さすがにバーサーカーなんていないとは思うけど確率はゼロじゃない。
ちゃんと気を引き締めないといけないな。
「そういや、ダンジョンって前提で話してたけど違ったりはしないの?」
「……」
「……」
「あれ?もしかしてただの洞窟だったりする?」
「それは行ってみないとわからないわ。でも急に現れたのならダンジョンの確立が高いはずよ。」
「もし、ただの洞窟だったら洞窟でしたって言うしかないね。」
「そうだったら楽だけど嫌だなぁ。」
これだけ気合入れてダンジョンに行こうとしているのに、ただの洞窟だったらと思うと気分が盛り下がる。

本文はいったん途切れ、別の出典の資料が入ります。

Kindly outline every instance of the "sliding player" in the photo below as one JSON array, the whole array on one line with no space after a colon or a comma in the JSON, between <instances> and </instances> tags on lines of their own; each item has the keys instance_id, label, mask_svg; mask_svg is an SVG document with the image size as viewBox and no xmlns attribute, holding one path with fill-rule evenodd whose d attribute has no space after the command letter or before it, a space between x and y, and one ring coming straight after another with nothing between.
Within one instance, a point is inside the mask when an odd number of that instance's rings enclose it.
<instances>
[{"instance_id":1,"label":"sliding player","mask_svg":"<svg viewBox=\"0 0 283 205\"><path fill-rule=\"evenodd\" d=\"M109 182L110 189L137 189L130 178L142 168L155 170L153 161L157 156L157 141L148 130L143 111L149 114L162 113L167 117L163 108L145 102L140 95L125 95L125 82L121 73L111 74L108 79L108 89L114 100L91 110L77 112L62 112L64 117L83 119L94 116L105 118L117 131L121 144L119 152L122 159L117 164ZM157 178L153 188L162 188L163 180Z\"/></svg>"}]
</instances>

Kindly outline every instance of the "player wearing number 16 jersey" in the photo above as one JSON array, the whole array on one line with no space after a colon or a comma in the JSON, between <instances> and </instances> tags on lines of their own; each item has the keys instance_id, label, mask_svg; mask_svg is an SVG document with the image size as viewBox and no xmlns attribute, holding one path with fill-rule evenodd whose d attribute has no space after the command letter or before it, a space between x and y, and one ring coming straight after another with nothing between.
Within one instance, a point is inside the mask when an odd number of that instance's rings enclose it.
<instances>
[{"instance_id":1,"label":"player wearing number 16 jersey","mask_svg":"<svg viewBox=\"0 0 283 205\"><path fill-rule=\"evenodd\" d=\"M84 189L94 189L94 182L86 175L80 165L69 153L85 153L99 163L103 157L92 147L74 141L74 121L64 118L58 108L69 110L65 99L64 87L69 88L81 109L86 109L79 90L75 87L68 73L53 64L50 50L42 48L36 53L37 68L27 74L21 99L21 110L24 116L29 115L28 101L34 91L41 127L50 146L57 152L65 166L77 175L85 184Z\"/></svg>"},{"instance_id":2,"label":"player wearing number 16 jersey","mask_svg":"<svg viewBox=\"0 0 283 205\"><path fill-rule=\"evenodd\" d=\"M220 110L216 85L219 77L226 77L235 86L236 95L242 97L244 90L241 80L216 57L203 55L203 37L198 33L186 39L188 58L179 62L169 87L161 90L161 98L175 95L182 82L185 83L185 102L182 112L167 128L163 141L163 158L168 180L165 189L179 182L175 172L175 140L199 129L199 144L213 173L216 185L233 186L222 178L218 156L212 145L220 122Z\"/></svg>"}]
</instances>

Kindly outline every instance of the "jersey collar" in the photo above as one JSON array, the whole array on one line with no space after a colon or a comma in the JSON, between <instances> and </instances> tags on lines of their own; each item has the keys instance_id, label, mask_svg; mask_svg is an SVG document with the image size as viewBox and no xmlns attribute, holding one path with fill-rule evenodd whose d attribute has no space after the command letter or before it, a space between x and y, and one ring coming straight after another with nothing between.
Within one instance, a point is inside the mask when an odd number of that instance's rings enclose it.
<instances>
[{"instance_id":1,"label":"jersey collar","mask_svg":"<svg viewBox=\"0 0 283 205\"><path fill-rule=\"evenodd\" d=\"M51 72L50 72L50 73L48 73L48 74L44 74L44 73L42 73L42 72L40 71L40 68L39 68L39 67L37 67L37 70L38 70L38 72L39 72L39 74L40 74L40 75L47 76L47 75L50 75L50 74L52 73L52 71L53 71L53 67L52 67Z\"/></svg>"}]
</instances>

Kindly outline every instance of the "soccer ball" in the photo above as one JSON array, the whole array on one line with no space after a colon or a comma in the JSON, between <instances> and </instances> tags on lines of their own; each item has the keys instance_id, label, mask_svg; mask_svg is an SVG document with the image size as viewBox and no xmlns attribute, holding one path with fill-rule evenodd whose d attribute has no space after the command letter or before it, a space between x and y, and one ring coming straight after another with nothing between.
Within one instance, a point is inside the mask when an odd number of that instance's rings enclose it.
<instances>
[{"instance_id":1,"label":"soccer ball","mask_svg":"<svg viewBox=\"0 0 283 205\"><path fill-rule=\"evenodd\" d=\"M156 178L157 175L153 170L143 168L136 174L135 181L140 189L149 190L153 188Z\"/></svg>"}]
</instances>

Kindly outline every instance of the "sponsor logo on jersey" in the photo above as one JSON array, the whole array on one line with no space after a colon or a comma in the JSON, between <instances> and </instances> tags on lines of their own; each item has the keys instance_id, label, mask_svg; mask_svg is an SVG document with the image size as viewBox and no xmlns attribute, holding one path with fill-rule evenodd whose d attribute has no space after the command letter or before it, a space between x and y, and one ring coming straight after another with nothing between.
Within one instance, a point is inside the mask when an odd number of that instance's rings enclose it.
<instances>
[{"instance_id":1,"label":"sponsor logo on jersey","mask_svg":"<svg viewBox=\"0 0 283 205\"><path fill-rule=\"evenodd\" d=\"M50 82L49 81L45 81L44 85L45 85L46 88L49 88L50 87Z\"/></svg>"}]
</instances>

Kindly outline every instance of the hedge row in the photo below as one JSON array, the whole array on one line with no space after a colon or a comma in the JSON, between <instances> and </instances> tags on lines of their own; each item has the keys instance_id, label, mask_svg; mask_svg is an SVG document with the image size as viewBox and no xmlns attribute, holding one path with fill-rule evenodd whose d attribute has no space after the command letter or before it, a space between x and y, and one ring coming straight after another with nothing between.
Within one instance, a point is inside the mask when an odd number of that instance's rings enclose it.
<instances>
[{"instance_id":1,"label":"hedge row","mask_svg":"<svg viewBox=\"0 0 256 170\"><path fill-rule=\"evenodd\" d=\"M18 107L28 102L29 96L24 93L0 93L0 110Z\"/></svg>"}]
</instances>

でも洞窟だった場合も何か住み着いてるかもしれないし、しっかりと調査しないといけないのか。
「ダンジョンでありますように。」
「あはは、大丈夫だよ。多分。」
「なんか急に心配になってきてな。」
「気持ちはわかるけどね。でもそれならそれで危険はなかったんだからいいことだよ。」
「わかるんだけどさ、もう俺ダンジョンに行く気になってるから、それで急にただの洞窟でしたってなるとちょっとがっかりするのさ。
キリだって、さぁ肉を食べるぞってなってるのに、出てきたのが野菜だけだったら嫌だろ?」
「嫌だね!」
「それと同じだよ。」
「ふふ。なんだかとっても残念な会話になってるわね。」
返す言葉もない。でもそんな感じなんだよな。
キリには俺の気持ちがよく伝わったみたいだ、仲間としてこんなにうれしいことはない。
「そろそろ見えてもいいころなんだけどね。」
「もしかして通り過ぎたか?」
「いえ。道のりにあるって言ってたからそんなはずはないわ。」
「うーん。あ、あれじゃない?」
「え?あれかぁ。」
道のりの横にある岩山にぽっかりと穴が開いていた。
洞窟といえば洞窟だけど、俺が想像していた洞窟よりだいぶ小さい。
人が一人入れるくらいの大きさしかないな。
これはダンジョンじゃなくてただの洞窟か?
俺のテンションが下がる。
「おそらくこれでしょうね。出来たばかりってことだし間違いないわね。」
「小さくない?」
「私も出来たばかりのものを見るのは初めてだけど、そんなに大きくないみたいよ?」
「前のダンジョンの入り口は人工的に広げられたものだからね。これもダンジョンってことで人が通うようになると広げられると思うよ。」
「人の力で何とかなるもんなんだ。」
「なっても入り口位だけみたいだけどね。」
入り口だけだとしてもダンジョンに関与できるのは凄いな。
俺のイメージだと、ダンジョンは人の手によって変えられないものだと思ってたからな。
「とりあえず入ってみるか?」
「うーん。今日はもう遅いから明日にしたほうがいいと思うけど。」
「そうね。そこまで急ぐことでもないわ、中がどうなっているのかわからないから、なるべく万全の状態で挑みましょうか。」
「わかったよ。それじゃあ今日は近くで夜営をして、朝入ることにしようか。」
「それがいいわね。」
明日に備えて早めに体を休めることにした。
俺には洞窟にしか見えないけど、ダンジョンであってほしいな。